Auschwitz et les nouvelles littératures allemandes
Fiche technique
Résumé
Cet ouvrage constitue une première contribution à l'histoire d'une mentalité, abordée à travers un prisme privilégié de textes. Ceux-ci représentent, selon l'auteur, le point de rencontre possible entre l'opinion publiée et l'opinion publique. Il retrace la trajectoire de l'émotion et de la réflexion engendrées par Auschwitz, son origine, et ses conséquences pour les populations germanophones. Cette évolution va des théories maximalistes de la culpabilité et des normes collectives de l'immédiate après-guerre, jusqu'à une inévitable usure émotionnelle, morale, et même sémantique. Ce processus, accéléré par la politisation des nouvelles générations dès 1968, aboutit, vers fin 1972, à une remise en question des victimes elles-mêmes.

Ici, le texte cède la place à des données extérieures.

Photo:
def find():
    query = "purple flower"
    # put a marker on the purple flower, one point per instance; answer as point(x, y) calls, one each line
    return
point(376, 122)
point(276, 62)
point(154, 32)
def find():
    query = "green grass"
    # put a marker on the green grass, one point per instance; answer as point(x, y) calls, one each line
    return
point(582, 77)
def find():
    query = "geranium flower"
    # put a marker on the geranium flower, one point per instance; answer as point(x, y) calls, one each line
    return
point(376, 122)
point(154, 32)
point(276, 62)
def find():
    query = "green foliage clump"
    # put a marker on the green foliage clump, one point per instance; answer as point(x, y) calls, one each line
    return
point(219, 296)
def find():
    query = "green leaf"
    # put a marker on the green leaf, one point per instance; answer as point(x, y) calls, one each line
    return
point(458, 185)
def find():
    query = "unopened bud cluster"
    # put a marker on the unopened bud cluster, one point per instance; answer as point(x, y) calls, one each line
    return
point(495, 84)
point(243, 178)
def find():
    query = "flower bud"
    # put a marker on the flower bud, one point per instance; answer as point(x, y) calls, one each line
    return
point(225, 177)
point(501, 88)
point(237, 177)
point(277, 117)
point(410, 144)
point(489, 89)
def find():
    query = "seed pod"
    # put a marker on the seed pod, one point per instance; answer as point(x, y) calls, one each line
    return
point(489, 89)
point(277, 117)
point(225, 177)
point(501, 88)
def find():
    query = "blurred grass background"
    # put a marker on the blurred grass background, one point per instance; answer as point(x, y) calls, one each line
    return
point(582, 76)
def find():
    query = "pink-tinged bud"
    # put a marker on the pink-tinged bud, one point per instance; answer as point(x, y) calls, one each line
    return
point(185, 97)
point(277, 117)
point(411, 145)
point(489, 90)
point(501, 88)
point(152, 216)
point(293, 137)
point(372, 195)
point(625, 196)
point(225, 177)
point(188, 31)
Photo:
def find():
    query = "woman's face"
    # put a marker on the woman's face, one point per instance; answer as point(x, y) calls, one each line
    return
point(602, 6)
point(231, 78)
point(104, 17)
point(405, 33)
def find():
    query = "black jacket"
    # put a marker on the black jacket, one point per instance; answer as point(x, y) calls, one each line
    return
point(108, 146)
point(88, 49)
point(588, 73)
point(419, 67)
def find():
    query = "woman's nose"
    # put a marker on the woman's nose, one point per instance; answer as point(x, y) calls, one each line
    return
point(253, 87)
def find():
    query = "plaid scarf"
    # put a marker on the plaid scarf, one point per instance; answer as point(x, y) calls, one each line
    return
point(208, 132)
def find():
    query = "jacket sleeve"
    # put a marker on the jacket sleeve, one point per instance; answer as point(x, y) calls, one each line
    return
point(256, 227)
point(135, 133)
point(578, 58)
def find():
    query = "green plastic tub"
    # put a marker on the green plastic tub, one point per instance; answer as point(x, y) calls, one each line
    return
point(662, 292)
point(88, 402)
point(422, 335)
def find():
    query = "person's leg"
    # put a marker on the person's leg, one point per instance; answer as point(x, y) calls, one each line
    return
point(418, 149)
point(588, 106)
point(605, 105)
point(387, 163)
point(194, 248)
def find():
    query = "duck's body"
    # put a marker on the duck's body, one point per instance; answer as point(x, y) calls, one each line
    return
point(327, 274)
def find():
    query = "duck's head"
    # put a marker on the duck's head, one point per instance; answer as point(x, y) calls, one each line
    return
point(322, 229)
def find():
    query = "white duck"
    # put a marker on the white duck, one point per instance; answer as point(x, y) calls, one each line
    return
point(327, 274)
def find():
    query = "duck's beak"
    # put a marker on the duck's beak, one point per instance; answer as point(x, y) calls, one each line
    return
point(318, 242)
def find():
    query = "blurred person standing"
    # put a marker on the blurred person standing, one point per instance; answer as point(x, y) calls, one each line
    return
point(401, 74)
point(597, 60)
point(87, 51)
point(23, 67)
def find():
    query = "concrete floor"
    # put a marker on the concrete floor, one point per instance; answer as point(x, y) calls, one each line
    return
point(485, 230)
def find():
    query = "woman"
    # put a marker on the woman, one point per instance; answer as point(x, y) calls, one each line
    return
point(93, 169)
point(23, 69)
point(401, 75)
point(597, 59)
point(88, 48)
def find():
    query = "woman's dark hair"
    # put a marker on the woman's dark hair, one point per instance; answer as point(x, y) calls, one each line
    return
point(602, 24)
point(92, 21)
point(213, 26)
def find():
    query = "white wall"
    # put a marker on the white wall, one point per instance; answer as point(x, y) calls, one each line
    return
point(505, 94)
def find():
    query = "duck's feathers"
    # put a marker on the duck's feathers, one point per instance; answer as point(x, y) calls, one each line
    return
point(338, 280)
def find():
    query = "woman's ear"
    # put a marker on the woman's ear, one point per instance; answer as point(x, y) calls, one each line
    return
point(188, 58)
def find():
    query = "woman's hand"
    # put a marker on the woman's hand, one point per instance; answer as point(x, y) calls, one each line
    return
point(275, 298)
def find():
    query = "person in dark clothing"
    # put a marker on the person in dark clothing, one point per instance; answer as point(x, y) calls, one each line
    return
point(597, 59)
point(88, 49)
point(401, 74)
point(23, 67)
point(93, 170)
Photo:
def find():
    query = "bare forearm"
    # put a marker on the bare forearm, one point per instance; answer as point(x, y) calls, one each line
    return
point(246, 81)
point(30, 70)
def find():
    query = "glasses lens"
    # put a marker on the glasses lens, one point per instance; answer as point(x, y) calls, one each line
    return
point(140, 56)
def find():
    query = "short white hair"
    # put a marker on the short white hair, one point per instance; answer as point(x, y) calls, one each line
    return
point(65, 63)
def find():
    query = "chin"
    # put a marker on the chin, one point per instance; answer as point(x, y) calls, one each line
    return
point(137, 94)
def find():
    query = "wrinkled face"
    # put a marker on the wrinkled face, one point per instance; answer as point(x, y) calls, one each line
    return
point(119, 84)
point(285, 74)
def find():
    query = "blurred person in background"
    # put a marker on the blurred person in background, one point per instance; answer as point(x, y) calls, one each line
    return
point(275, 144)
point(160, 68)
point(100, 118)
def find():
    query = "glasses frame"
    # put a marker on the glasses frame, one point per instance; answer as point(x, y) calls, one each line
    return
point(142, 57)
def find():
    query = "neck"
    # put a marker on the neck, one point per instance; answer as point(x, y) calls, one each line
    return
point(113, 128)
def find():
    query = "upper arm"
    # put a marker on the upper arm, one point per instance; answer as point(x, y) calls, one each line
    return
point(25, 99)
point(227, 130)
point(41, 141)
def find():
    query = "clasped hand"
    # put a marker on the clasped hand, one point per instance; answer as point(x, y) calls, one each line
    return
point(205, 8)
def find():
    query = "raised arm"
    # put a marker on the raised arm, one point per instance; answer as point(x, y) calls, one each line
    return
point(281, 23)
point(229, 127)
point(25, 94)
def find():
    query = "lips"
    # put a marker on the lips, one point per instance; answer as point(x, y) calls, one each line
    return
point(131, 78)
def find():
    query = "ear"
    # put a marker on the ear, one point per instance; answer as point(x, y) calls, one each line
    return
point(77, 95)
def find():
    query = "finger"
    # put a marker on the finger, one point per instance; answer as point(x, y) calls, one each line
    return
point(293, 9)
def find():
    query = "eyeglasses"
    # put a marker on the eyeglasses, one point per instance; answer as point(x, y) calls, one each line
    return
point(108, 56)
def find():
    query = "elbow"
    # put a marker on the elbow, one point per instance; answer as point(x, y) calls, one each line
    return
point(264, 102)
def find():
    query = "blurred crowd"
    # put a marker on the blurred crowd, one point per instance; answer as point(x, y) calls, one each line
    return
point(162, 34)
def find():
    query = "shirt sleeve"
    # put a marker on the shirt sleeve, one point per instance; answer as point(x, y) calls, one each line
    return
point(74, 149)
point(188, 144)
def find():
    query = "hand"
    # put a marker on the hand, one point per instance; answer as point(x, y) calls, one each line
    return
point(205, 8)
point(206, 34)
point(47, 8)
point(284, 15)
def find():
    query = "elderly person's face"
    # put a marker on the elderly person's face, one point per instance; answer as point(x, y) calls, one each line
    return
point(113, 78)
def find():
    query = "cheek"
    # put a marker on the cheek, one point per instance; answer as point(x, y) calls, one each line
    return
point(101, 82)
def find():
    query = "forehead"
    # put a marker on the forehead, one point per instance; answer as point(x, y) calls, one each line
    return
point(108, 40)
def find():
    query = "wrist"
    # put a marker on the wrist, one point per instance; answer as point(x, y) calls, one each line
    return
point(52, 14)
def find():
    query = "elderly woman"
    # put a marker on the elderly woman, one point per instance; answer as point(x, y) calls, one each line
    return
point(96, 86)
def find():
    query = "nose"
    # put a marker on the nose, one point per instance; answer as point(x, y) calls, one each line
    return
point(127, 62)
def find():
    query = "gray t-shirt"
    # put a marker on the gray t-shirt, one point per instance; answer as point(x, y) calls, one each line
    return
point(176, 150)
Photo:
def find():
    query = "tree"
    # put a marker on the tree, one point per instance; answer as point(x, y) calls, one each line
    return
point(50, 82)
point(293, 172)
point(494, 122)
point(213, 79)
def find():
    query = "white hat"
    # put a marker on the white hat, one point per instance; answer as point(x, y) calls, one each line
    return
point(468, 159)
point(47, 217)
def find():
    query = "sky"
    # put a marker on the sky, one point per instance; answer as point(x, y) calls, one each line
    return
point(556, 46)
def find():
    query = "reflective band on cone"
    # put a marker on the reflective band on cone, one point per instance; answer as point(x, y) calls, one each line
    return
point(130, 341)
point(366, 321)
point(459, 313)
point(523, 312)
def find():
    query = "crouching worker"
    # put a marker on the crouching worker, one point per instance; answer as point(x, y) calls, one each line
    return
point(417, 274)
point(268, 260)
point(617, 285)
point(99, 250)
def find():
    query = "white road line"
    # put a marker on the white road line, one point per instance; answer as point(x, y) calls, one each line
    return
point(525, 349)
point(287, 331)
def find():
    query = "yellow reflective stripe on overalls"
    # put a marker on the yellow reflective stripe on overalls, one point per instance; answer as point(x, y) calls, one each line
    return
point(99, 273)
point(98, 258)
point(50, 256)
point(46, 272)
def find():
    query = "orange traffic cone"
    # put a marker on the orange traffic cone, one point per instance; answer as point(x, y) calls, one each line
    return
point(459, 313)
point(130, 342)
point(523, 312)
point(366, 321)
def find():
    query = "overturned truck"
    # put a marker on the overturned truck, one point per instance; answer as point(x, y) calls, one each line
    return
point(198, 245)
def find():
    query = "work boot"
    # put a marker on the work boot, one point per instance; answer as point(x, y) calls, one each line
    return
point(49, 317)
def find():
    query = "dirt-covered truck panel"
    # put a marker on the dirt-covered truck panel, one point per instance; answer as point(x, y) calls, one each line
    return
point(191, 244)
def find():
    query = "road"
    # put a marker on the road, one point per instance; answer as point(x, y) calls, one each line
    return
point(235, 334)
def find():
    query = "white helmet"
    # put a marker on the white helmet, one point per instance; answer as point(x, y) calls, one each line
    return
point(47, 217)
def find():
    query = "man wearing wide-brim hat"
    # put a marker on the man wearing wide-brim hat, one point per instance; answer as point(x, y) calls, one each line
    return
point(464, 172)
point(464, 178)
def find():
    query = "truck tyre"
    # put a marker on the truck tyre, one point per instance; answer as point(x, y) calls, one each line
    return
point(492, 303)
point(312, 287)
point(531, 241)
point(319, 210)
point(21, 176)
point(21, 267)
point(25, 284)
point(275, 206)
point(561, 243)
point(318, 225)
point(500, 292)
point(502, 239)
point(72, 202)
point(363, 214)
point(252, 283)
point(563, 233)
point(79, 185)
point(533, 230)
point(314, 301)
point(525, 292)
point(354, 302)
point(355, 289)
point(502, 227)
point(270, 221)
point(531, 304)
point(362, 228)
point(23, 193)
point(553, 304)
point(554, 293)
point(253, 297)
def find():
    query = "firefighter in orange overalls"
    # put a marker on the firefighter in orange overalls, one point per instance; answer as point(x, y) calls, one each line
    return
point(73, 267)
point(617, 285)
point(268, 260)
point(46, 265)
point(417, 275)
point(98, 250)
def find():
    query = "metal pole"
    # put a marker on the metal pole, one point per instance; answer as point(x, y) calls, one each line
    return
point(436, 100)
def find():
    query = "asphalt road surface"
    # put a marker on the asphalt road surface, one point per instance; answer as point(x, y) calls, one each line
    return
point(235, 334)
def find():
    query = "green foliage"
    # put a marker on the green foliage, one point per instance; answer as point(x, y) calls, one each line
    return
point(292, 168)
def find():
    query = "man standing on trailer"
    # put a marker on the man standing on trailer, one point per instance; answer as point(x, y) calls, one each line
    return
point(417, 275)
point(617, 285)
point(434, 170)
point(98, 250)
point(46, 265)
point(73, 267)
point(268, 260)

Le livre prend en considération les contextes politiques et sociologiques. Cette étude thématique cherche à analyser les perspectives nationales et les situations variées des anciens complices, des « justes », et des victimes rescapées. Les diverses composantes et la multiplicité des formes qu'a prises l'idée fixe d'Auschwitz confirment que cet essai n'est pas un réquisitoire, mais une tentative sereine et objective de démontrer que le génocide des Juifs est demeuré, jusqu'à présent, l'axe central de toute l'évolution idéologique de la seconde république allemande.